Though Ali cuts his easy groove with some Bomb Squad sirens and Wu strings, his tracks lope more leisurely than that previous carpe-diem sentiment might lead you to expect. This allows Ali to flex narrative skills as well as the virtuoso displays of intricately rhymed tongue twisters common to the MC. "Nine Double Em," in which the fool Ali shoots for fronting on Nicollet turns out to be the cousin he never met, is more than a match for eloquent spoken-word bits by local poetic luminaries Desdamona and Queen Aminah. Granted, Ali and I might pull our levers from opposite ends of the voting booth: The bootstraps street wisdom of "Whatever" ("Our so-called leaders they whine for legislation/When the biggest problem we have is our decision-making") is a bit too libertarian from my queasy white-liberal perspective. (All that's missing is a verse about how student loans sap the pioneer impulse). But his reclamation of "Ali Boombaye," ("Ali, Kill Him," the battle cry Muhammad Ali encouraged his Zairean supporters to chant while he trained to slug George Foreman in the Rumble in the Jungle) is an overdue addendum to hip-hop bloodthirst.
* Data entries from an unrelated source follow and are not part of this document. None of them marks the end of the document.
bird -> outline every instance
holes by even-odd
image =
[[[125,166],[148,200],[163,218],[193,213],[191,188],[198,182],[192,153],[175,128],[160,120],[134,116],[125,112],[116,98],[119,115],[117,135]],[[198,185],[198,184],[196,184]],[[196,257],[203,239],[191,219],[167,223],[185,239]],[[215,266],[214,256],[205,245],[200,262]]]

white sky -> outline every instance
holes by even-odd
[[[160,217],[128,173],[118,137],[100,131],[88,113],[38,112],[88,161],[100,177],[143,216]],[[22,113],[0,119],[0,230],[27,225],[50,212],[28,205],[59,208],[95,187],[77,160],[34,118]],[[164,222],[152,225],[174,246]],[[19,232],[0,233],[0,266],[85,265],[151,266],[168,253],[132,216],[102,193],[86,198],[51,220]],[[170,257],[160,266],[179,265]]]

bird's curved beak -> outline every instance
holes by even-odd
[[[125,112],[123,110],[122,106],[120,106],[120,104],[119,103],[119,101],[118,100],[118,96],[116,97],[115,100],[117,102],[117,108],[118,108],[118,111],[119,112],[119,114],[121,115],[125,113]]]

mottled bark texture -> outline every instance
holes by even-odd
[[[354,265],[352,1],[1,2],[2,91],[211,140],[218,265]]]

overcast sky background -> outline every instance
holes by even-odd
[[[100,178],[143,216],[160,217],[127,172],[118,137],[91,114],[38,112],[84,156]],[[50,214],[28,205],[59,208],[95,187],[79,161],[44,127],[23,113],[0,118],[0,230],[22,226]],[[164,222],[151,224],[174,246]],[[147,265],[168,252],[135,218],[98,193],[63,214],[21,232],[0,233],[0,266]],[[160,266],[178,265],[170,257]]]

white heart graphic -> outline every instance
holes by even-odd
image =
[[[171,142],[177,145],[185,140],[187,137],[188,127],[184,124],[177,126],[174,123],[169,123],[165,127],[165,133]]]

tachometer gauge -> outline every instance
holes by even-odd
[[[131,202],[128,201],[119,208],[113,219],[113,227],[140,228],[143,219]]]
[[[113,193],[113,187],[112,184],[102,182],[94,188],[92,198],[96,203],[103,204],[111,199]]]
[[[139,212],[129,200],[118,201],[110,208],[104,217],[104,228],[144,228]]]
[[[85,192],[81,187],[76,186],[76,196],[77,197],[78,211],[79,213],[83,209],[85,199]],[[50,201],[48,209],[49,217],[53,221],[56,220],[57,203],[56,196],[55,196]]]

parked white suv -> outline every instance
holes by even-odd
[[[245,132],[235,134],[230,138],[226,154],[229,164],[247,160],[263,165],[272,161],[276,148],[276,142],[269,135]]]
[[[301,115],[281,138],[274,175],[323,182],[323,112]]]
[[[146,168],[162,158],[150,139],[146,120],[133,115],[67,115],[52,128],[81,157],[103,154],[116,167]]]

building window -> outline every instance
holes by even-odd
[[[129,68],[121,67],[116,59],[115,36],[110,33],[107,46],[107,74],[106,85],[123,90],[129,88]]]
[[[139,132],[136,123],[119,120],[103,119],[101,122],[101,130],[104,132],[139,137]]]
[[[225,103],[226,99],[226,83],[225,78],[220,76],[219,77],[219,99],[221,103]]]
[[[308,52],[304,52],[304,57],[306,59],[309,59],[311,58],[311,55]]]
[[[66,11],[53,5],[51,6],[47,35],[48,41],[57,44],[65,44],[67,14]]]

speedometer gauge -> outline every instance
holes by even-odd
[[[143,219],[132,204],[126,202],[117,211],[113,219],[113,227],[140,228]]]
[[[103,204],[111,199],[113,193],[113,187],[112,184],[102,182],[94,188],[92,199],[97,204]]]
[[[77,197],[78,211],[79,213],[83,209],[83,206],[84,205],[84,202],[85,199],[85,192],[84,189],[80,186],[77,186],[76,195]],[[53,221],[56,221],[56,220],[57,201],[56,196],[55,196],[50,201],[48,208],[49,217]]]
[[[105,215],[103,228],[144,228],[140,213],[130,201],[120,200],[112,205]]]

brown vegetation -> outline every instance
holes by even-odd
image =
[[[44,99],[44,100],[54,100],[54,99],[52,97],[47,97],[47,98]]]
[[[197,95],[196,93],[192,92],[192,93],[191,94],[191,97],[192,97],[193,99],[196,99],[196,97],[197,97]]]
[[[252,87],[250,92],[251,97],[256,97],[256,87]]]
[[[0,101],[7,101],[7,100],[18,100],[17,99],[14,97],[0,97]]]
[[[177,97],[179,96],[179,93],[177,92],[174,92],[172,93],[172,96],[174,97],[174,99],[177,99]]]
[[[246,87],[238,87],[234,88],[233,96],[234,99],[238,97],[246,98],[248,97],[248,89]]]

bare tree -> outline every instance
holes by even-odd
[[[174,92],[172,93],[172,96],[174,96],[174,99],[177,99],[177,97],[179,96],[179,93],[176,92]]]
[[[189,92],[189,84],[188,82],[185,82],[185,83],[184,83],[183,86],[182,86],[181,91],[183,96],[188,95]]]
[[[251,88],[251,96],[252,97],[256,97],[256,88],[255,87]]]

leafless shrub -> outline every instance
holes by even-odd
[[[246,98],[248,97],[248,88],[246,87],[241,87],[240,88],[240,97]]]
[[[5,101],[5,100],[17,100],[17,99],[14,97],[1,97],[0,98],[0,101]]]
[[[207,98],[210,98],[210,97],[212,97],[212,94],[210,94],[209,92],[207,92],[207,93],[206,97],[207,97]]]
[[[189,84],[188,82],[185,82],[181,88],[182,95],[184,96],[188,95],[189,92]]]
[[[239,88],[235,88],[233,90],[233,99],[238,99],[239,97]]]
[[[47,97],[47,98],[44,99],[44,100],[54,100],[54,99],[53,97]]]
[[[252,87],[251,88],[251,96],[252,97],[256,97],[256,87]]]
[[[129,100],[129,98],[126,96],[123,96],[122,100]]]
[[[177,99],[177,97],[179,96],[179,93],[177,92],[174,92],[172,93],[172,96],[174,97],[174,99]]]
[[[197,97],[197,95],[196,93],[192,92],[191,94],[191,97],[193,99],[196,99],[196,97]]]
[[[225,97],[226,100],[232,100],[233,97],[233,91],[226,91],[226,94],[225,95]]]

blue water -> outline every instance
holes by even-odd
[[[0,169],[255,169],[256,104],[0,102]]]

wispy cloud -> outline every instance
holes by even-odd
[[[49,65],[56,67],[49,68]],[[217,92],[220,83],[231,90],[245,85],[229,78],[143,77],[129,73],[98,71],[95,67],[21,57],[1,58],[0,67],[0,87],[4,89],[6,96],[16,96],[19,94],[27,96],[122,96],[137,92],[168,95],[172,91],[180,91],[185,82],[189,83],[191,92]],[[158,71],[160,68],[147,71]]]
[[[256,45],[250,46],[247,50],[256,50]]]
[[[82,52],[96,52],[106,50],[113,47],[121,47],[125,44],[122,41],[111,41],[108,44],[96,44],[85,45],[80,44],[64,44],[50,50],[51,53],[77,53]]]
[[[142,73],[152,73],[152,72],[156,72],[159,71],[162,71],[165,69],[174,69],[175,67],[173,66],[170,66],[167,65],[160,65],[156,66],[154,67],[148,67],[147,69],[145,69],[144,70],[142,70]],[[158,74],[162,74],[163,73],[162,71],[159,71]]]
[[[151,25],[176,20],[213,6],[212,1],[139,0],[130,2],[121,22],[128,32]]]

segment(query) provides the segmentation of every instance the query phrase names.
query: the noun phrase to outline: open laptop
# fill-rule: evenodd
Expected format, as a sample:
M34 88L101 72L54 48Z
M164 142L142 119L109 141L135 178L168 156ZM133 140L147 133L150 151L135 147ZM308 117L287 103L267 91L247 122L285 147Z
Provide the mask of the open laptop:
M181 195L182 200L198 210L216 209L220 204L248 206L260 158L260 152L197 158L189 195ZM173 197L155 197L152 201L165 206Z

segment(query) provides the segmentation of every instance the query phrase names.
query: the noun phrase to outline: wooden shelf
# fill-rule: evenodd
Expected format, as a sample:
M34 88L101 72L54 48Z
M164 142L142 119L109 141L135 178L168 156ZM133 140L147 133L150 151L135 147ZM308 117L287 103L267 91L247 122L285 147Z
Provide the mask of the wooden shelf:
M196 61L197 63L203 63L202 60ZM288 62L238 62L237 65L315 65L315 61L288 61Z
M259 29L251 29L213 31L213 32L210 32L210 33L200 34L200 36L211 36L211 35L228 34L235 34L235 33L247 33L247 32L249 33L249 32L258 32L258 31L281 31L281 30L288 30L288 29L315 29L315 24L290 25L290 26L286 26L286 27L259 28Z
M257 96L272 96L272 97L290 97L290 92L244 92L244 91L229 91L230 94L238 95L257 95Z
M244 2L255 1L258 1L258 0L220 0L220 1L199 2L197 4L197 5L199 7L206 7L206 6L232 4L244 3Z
One quibble: Like all Rhyme Sayers product, Rights of Passage is a cassette-only release (whether this is a matter of principle or economics, I won't guess). Really, compact-disc releases pose no challenge to anyone's cred, and the pressing technology gets cheaper by the day. Step into the Eighties already, fellas, and rerelease this on CD. After a half-dozen listens to this 54-minute-and-30-second tape (that makes for 327 happily surrendered minutes of my particular life), I say Brother Ali deserves digital preservation.

 

Correction published 11/27/2000:
Owing to reporting errors, this review contained several mistakes, misspellings, and misidentifications. Suffice to say it was Muhammad Ali (not Muhammed Ali) who fought George Foreman (not George Frazier, or, for that matter, Joe Frazier) in the Rumble in the Jungle. The above version of the story reflects the corrected text. City Pages regrets the error.